To me it is common sense , why would you spend hours upon hours practicing Chi Sau and the Sil Lum Tao in a square on stance and then when it is time to fight you use a totally different stance.

The Sil Lum Tao works on many attributes but mainly it develops "forward force" , "elbow force" ,  relaxation , concentration , balance , stance and  awareness of the optimum angle for the arms and the centreline.

Many years later in the higher stages of training , the practitioner will work on cultivating an internal energy flow whilst performing the Sil Lum Tao , this is known as "Nim Lik" which is the mind force of Wing Chun.
It is used to energise and stabilise the fighting techniques without the apparent need for the use of any  brute strength.

I did not know that there were Wing Chun lineages that used a lead leg stance until I started to become aware of the William Cheung and Leung Ting lineages


----------



## puunui (Mar 24, 2011)

maunakumu said:


> I can't speak for other JKD studios, but Minnesota Kali Group incorporated some of the exercises at least.




What would be an example of a Wing Chun exercise that the Minnesota Kali Group has incorporated?


----------



## puunui (Mar 24, 2011)

mook jong man said:


> I did not know that there were Wing Chun lineages that used a lead leg stance until I started to become aware of the William Cheung and Leung Ting lineages




Bruce Lee used that stance as well. I know that his main Wing Chun influences and teachers were William Cheung and Wong Shun Leong, so maybe that is where Bruce Lee got it from.
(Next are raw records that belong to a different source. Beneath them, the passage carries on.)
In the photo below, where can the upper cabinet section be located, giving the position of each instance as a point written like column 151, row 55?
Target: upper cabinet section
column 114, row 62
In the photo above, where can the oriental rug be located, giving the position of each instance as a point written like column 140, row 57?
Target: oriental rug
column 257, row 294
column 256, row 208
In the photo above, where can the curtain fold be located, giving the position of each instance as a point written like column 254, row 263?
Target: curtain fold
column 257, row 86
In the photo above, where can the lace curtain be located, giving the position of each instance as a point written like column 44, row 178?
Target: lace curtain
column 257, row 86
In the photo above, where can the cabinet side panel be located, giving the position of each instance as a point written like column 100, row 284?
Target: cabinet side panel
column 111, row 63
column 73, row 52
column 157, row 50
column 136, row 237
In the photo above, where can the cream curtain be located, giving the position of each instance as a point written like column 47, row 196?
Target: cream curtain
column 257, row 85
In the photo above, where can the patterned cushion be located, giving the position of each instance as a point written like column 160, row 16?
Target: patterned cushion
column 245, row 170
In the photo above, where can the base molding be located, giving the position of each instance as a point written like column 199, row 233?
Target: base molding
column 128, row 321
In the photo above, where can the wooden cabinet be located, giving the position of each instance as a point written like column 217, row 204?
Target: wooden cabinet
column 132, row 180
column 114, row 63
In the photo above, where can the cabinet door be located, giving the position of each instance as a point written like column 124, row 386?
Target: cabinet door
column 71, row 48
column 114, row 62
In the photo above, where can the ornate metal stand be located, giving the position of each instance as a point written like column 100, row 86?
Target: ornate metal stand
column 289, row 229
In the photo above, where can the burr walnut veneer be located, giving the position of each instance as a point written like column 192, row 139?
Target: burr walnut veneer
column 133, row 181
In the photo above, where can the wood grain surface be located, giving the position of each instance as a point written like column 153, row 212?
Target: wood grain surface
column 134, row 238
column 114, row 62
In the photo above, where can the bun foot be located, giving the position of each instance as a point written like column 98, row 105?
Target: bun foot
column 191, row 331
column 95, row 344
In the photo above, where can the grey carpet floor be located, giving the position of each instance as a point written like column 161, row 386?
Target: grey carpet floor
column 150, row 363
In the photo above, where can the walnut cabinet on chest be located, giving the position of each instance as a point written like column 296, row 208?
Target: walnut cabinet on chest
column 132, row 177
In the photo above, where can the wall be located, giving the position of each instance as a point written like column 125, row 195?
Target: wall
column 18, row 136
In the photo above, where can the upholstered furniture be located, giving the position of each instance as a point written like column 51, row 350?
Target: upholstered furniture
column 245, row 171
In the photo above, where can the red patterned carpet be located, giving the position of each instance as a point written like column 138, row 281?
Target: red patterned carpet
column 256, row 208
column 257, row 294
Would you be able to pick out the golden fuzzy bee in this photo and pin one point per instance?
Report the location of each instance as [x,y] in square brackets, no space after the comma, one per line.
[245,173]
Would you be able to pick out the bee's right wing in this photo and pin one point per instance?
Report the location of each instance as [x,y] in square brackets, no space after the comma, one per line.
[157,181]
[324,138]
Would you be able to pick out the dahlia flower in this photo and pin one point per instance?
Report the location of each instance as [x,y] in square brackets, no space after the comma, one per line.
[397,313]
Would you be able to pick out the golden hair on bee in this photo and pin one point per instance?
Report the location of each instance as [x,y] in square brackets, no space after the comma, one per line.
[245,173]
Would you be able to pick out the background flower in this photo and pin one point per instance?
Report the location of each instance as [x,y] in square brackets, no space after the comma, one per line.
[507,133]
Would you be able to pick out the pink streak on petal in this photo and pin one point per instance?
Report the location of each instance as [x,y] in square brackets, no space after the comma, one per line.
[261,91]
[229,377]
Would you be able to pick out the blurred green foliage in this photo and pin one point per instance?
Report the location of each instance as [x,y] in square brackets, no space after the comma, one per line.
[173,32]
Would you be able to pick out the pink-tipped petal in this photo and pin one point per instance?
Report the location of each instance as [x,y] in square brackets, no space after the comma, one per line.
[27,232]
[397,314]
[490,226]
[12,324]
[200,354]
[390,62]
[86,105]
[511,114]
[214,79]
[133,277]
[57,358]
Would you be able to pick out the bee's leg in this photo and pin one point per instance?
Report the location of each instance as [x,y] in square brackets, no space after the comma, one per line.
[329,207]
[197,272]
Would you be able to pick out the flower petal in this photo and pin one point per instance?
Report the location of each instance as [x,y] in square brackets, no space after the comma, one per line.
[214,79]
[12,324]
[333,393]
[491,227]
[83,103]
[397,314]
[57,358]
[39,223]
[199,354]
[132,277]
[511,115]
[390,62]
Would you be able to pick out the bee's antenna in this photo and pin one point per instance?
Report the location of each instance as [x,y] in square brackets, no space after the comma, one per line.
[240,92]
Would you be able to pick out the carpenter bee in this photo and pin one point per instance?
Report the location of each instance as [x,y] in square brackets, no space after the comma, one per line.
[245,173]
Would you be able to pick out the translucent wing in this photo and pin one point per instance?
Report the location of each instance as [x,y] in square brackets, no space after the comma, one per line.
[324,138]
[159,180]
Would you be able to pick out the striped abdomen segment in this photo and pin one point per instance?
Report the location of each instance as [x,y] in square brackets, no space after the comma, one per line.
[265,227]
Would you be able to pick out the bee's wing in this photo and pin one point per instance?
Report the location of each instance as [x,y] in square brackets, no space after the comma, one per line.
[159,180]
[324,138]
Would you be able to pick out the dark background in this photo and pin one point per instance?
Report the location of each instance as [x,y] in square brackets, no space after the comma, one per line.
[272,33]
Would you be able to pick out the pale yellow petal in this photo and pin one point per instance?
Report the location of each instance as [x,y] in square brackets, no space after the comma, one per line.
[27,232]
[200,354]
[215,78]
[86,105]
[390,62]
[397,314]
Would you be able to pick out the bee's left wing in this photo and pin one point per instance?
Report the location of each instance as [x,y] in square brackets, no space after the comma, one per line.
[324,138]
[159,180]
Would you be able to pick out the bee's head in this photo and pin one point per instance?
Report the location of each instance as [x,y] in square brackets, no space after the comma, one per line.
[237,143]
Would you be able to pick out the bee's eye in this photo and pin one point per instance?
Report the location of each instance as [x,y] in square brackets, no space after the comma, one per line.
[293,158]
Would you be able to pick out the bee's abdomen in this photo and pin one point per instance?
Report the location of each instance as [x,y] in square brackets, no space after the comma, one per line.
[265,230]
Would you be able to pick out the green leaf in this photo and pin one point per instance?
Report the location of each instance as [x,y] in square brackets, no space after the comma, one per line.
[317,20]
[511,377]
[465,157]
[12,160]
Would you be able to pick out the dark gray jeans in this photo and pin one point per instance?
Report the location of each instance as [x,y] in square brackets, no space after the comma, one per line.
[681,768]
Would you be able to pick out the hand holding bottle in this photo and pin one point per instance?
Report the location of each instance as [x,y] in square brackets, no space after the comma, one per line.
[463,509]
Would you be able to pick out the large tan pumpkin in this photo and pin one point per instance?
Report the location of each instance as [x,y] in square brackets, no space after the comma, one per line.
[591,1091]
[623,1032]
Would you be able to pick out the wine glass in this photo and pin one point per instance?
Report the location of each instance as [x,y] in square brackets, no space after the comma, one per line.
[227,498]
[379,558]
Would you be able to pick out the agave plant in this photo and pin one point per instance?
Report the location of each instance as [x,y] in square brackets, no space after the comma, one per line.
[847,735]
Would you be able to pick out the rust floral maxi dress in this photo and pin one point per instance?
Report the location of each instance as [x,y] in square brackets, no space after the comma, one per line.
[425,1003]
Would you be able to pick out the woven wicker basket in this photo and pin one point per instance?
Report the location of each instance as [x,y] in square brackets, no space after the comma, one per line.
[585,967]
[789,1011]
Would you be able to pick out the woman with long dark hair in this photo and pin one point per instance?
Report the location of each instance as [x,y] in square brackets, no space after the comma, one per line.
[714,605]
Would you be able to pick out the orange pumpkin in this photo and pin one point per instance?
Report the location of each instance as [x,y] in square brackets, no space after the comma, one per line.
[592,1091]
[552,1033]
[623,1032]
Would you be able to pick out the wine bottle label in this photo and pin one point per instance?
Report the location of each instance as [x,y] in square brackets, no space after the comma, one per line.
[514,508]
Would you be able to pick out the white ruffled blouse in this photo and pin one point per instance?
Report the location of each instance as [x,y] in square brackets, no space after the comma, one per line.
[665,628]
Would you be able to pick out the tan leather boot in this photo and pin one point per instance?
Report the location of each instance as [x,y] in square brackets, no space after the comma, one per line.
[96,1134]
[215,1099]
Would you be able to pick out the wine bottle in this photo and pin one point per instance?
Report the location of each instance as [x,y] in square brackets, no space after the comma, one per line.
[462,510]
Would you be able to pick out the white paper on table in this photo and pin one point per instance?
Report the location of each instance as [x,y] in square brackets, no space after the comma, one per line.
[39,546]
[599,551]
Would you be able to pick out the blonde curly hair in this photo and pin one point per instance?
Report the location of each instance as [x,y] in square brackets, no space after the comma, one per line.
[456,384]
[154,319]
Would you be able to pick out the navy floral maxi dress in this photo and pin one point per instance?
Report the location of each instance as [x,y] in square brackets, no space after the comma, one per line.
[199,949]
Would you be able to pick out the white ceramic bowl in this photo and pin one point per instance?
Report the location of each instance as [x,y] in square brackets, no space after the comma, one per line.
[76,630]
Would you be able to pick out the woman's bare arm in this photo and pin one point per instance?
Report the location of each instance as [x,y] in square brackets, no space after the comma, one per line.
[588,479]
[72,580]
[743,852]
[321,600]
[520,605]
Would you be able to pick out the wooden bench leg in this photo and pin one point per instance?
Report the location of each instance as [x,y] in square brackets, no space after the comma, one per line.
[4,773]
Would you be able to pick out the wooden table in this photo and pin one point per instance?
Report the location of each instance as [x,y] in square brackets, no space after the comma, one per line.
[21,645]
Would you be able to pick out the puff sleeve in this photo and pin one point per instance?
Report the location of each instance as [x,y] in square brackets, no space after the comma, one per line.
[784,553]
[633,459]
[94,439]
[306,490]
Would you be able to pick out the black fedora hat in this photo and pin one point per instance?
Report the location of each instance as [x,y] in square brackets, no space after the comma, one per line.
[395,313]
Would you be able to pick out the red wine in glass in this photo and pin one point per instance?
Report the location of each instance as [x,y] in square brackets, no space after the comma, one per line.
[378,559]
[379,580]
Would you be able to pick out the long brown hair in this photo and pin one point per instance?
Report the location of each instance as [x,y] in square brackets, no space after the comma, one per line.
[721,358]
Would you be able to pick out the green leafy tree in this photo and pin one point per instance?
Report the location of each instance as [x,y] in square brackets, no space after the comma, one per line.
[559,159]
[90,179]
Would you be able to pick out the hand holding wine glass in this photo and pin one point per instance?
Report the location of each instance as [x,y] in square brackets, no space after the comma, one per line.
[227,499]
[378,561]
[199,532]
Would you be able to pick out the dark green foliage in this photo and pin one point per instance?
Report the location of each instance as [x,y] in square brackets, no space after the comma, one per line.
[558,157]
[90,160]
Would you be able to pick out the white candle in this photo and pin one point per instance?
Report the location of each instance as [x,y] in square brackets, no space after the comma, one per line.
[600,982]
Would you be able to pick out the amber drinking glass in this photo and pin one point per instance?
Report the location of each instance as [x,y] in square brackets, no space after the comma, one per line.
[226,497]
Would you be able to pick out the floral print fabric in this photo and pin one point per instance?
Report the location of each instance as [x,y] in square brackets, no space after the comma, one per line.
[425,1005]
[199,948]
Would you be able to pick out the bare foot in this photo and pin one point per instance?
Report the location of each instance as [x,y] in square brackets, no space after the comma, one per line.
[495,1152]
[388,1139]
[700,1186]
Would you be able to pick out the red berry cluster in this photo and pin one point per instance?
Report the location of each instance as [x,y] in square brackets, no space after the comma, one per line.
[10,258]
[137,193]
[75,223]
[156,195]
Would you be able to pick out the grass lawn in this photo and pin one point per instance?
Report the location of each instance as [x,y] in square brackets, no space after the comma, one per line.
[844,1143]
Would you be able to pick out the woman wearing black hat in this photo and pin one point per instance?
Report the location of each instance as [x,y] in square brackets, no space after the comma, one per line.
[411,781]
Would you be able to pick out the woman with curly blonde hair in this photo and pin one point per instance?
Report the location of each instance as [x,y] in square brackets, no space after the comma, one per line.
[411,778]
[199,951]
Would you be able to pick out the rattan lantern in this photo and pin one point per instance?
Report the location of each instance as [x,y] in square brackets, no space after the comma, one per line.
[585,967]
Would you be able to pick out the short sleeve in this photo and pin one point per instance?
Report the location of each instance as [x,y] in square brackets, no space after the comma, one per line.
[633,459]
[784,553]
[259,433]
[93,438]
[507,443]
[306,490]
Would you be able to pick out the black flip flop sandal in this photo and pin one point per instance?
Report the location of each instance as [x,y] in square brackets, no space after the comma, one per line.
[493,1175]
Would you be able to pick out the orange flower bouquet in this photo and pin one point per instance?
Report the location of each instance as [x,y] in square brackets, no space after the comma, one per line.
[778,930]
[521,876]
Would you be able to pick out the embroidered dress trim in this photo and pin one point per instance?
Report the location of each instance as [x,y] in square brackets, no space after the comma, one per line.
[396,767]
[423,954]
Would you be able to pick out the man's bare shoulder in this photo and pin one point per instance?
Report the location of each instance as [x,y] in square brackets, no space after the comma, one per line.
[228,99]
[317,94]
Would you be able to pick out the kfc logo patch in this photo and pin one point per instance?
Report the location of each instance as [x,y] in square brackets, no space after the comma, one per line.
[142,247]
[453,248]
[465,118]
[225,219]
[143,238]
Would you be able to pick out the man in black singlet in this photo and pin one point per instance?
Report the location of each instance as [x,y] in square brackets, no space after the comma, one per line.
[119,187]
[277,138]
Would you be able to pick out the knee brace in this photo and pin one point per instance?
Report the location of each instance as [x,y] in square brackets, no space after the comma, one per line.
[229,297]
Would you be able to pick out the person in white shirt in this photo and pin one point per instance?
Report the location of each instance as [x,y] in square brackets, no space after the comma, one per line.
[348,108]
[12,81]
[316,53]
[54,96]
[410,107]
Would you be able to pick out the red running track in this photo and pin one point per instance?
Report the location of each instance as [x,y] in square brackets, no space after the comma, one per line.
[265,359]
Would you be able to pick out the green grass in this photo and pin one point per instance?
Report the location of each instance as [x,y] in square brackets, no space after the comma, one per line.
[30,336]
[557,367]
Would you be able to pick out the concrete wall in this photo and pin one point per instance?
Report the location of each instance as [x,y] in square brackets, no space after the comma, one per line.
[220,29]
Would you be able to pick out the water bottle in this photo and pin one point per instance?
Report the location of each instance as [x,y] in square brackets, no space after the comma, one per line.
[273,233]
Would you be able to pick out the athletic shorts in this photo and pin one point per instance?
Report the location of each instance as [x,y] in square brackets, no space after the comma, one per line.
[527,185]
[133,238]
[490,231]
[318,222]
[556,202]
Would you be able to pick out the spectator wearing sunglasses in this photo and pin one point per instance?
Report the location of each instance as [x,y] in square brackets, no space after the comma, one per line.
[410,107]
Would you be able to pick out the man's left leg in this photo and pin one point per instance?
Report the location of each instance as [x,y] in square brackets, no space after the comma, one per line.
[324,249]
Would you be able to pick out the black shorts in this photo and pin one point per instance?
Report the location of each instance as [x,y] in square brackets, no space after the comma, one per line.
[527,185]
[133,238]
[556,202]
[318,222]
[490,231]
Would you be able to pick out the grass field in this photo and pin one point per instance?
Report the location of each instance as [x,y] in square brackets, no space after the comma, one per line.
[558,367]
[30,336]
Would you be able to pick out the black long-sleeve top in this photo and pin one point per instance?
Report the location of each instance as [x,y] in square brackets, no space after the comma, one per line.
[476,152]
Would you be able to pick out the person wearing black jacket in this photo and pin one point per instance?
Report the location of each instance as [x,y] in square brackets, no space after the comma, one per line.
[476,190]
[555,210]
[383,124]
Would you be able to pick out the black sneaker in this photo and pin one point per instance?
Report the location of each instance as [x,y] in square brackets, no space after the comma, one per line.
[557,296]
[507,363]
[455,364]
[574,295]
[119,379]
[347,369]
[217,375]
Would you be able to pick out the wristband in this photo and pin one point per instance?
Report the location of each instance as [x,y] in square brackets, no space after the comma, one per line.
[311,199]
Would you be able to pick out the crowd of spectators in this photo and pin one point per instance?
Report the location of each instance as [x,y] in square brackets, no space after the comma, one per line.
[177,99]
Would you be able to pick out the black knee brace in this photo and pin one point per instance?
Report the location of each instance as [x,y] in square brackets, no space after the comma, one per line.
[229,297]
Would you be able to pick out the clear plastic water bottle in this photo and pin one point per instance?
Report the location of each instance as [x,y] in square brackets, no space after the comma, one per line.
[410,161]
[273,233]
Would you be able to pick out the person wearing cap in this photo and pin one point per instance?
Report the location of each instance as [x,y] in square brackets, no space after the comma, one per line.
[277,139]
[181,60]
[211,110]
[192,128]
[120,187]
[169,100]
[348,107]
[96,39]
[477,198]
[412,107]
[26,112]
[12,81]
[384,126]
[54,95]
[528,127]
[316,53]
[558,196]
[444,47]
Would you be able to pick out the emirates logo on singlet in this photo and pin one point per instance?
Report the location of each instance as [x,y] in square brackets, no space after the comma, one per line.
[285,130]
Off topic, but what do you think about the Wing Chun shown in the two Ip Man movies?


----------



## Touch Of Death (Mar 24, 2011)

mook jong man said:


> Won't work , you have a side on stance in Tang Soo Do don't you ?
> Wing Chun is based on the premise of a square on stance , where we have equal opportunity to use either hand or either leg equally.
> 
> The square on stance typically sunk down and pidgeon toed , coupled with the guard forms a wedge shape that not only attacks the centreline of the opponent but also attacks their balance.
> ...


I'm no expert at either system, but even Tang Soo Do people don't need to minimize their targets when at close range; so, they are both compatible. If you ask me. If you are chest to chest, it would make no sense to turn your body. Its just different rules of thumb for different ranges.
Sean


----------



## Makalakumu (Mar 24, 2011)

puunui said:


> What would be an example of a Wing Chun exercise that the Minnesota Kali Group has incorporated?



https://www.mnkali.com/store2.php?prodId=20&action=add

We had a wooden dummy right in our studio and worked some of these drills.


----------



## puunui (Mar 24, 2011)

maunakumu said:


> https://www.mnkali.com/store2.php?prodId=20&action=add
> 
> We had a wooden dummy right in our studio and worked some of these drills.




For some reason I couldn't get the video to work.


----------



## mook jong man (Mar 24, 2011)

puunui said:


> Bruce Lee used that stance as well. I know that his main Wing Chun influences and teachers were William Cheung and Wong Shun Leong, so maybe that is where Bruce Lee got it from. Off topic, but what do you think about the Wing Chun shown in the two Ip Man movies?



I have only seen the first one , but I thought the wooden dummy form was well done , although some of the fighting sequences were a bit outlandish.


----------



## puunui (Mar 28, 2011)

mook jong man said:


> I have only seen the first one , but I thought the wooden dummy form was well done , although some of the fighting sequences were a bit outlandish.




I liked the movies. The second one was playing in the theaters here for a while. I don't know how accurate it was but at least it gave a different perspective on GM Yip Man's life.


----------



## Don Daly (Jan 25, 2012)

I have done Tang Soo Do, Kempo and Jeet Kune Do.  I believe it is better to achieve black belt in one before doing too much with another.  The wing chun techniques can be used in close range while the tang soo do is used in long range, but I have found that you really need a good instructor and mook jong practice to be able to fully adapt to the wing chun styled techniques.  Tang soo do, if done correctly, could be said to have hidden techniques such as wing chun styled parries within the blocking techniques and hidden grab/holds within the punches, but this is subtle and secondary to the main action.  As you practice with the mook jong you will get the feel for this.


----------